MANATEE -- Middle school students in blue aprons darted from stove tops to sinks, rushing to finish their garlic mashed potatoes before the bell rang.
The next class coming in would be finishing the turkeys.
The students from Sugg Middle School, 13- to 15-year-olds, were preparing a traditional Thanksgiving meal. But it wasn't just a culinary lesson. These students are spending the week preparing a Thanksgiving meal for the Salvation Army in Bradenton. The students are expected to make a meal with all the trimmings to serve to about 100 people on Thursday. The students make each dish from scratch.
This is the first year Sugg's culinary program, founded last year, has done a service project.

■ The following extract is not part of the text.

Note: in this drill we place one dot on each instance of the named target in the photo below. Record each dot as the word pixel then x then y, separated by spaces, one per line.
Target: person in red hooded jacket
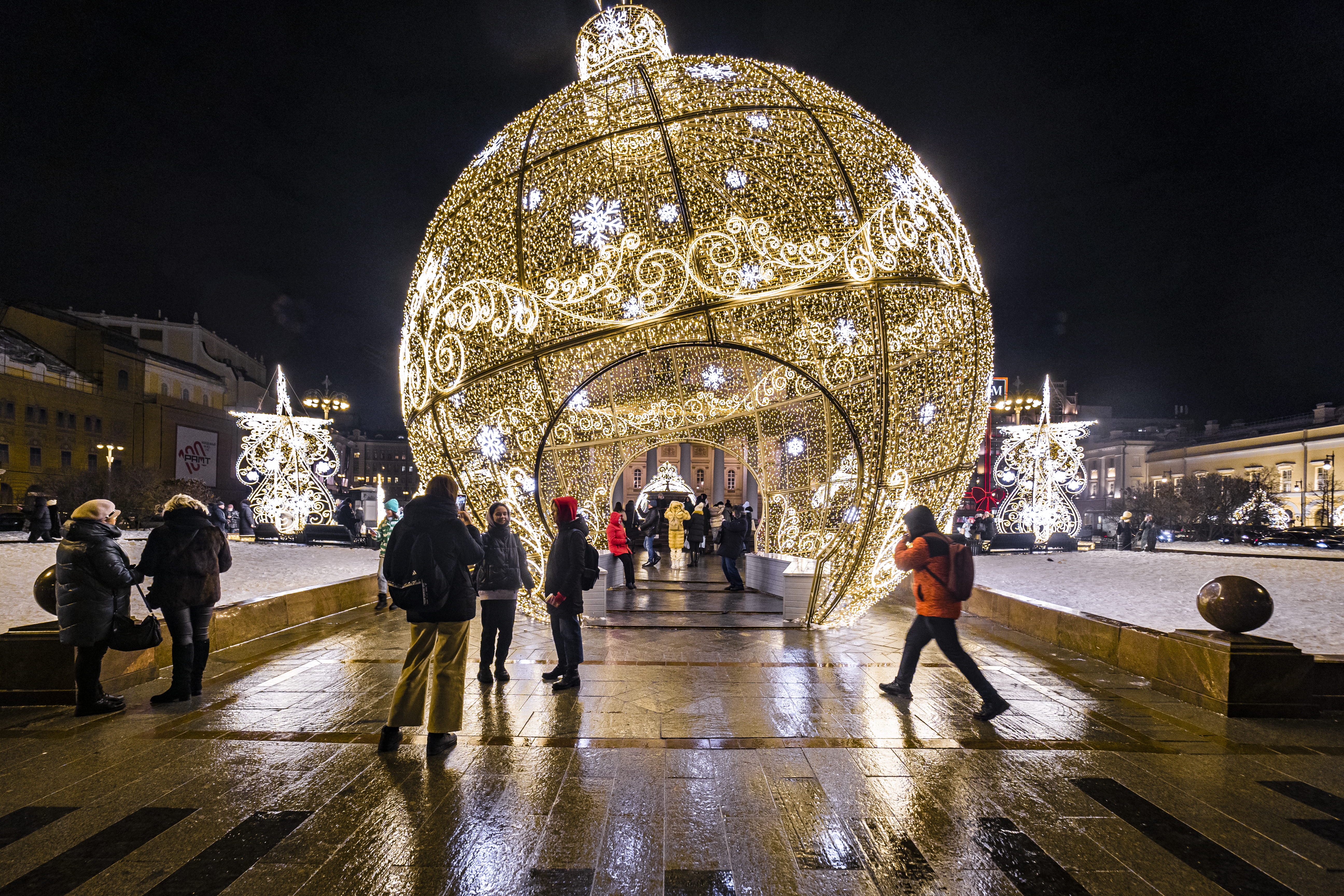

"They are making a lot of progress," instructor Valerie Montgomery said. "They came in not even knowing what it meant to be an epicure."
Not every culinary class throughout the year is spent cooking. Montgomery teaches her students about the nutritional values of their food, the science behind microwaves and the cost of food.
"We do science, math, reading everything in here," Montgomery said.
At the start of the year, students even recorded their height, weight and BMI. Students have also studied sanitation and food borne illnesses.
This week, however, will be all about following recipes and cooking a proper holiday meal. Seventh- and eighth-graders in Montgomery's third-period class peeled garlic and boiled potatoes while anxiously discussing other dishes, such as the pies. Seventh-grader Victoria Torruella said the class has been inspired to cook more at home.
"I come home with recipes, and my dad tells me they are good and we should make them more often," Torruella said.
Her favorite recipe from class -- no-bake, stove-top cookies.
"Thanks to Mrs. Montgomery I have dessert to make every Friday night," Torruella said.
Torruella said although she wants to be a theoretical physicist one day, cooking is still a valuable skill.
"It is not of much interest to my age group, but Mrs. Montgomery makes it fun," Torruella said.
Montgomery said her classes had to be creative when coming up with their Thanksgiving meal because the culinary program does not have a large budget. The service project was made possible by a $250 gift from the Bradenton Marauders.
"Students calculated the cost and planned what food to serve," Montgomery said. "They also realized what they had to cut out."
The classroom was renovated through grants three years ago to include cabinets, ovens, microwaves and refrigerators. Before the renovation, Montgomery said the classroom had not been touched since the 1970s.
For most of Montgomery's students, it is their first "real kitchen" experience making more than ready-made microwaveable meals.
Montgomery said her classes have been good about trying new things and not acting squeamish when doing tasks like taking apart the bird and boiling the turkey necks.
Eighth graders Gillian Phillip and Chrissy Simeon said they are enjoying the class, even though burns and cuts happen often.
"I like being able to see what it is in my food," Phillip said.
Simeon added that it is also an opportunity for community service.
When it was time to begin cleaning up, many of the students did not want to leave the kitchens. Principal Sharon Scarbrough said many students chose to stay through their lunch periods.
Teams from Sugg Middle took second and first place in the desserts category at a culinary competition at Mixon Fruit Farms held by the Family, Career and Community Leaders of America.
The culinary academy at Sugg gives eighth-graders the opportunity to earn high school credits by taking a safety manager certification at the end of the year. While the adult-level test is a base for earning high school credit and helps make the students career ready, Montgomery said the overall grades from the class are earned through participation in the kitchen and maintaining a notebook for the class.
Montgomery said that culinary skills are an opportunity for students to practice time management and teamwork.
"They are all different. Some of the students are in gifted and some are not," Montgomery said. "It doesn't matter how they learn. Everyone helps one another. Middle school is tough socially but they have no choice, They have to share and work together."